The general surgical approach for small or shallow eyes is to use a wire lid speculum for more room. Surgeons should use a temporal approach with a clear corneal incision, and use topical anesthesia.

"You (also) want to perform a longer tunnel on these patients because you want to have a lesser chance of having the iris shooting out at you," added Dr. Braga-Mele.

Other pearls for such cases are: raise the bottle height for more pressure into the eye and to sustain the anterior chamber; use a super ophthalmic viscophthalmic device (OVD) because they will compartmentalize the anterior chamber and make it easier to work within that chamber.

Dr. Braga-Mele urges surgeons to perform the phacoemulsification in the capsular bag as much as possible. "That's a toss up because you're either too close to the endothelium or you're too close to the posterior capsule. I am not sure which is worst, but try to stay within the bag."

Dr. Braga-Mele offered some tips to reduce the positive pressure, which causes these shallow anterior chambers. Surgeons can perform perioperative ocular compression; use topical betaxolol, or try a dehydration of the vitreous.

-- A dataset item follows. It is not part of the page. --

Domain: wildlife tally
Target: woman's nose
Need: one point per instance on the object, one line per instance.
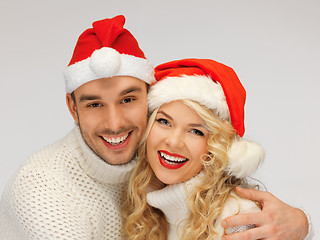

At times these techniques will work and will deepen the chamber. When they don't work, Dr. Braga-Mele suggests that the surgeon get into the anterior chamber and deepen it with an OVD.

When all else fails, Dr. Braga-Mele said she would perform a vitreous tap with a pars plana approach. She has used a 21-gauge needle, but she has switched to trans-conjunctival vitrectomy technique with a 25-gauge needle (and you don't need a suture).

"Again, in these patients, you have to beware of choroidal hemorrhage," said Dr. Braga-Mele.